A post via Chiphell makes some substantial claims on AMD's upcoming Zen 2 microarchitecture, built on the 7 nm process. AMD has definitely won the core-count war once again (albeit with a much more decisive blow to Intel's dominance than with Bulldozer), but the IPC battle has been an uphill one against Intel's slow, but sure, improvement in that area over the years. AMD did say, at the time they introduced the Zen architecture, that they had a solid understanding on Zen's choke points and its improveable bits and pieces - and took it to heart to deliver just that.

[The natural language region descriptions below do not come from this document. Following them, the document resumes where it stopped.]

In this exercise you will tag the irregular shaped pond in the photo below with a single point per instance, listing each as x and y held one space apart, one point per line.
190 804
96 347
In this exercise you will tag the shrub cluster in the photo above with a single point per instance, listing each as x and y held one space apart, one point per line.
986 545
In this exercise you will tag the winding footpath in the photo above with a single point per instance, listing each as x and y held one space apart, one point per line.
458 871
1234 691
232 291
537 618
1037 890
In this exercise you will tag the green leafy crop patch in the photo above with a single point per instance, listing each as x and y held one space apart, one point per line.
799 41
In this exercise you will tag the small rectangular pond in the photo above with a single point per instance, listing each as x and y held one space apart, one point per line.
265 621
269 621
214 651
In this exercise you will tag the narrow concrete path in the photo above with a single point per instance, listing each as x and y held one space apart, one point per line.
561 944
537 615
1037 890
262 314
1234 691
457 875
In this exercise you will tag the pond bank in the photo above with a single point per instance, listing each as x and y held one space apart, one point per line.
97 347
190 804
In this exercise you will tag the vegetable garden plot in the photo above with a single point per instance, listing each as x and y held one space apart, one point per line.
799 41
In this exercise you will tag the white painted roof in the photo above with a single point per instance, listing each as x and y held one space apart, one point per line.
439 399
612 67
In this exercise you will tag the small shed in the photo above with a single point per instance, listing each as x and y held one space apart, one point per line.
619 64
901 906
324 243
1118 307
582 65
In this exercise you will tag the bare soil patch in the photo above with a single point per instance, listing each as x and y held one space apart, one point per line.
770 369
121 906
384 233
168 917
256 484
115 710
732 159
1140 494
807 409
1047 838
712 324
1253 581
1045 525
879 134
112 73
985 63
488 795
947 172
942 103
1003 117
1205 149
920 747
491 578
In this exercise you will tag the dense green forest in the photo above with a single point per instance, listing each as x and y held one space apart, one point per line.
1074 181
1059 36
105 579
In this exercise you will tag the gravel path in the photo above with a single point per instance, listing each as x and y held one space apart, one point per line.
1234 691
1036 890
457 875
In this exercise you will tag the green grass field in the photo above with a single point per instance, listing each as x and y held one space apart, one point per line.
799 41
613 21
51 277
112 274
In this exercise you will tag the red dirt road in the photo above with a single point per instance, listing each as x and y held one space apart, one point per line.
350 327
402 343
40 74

A 10 to 15% improvement should bring AMD close to Intel's Kaby Lake solutions in pure per-core, single-thread performance - with the possibility for higher performance in multithreaded workloads even at the same clocks and core counts, since AMD's SMT implementation and per-core communication seems to best that of even Intel's Coffee Lake chips. Add to that the sure clock increases AMD will bring to their Zen 2 parts - you can bet the power consumption and top frequency benefits for the 7 nm manufacturing process (some estimated 1.6X logic density, ~20% speed improvement, and ~40% power reduction compared to TSMC's 10 nm process) won't go to waste when they can be used for an even greater performance uplift.
Add to that the possibility -also posted via the Chiphell thread) of a per-CCX core-count increase of 8 cores per CCX (with 16-core parts being available for the consumer products) and a purely hypothetical claim for the performance crown now seems not only plausible, but likely.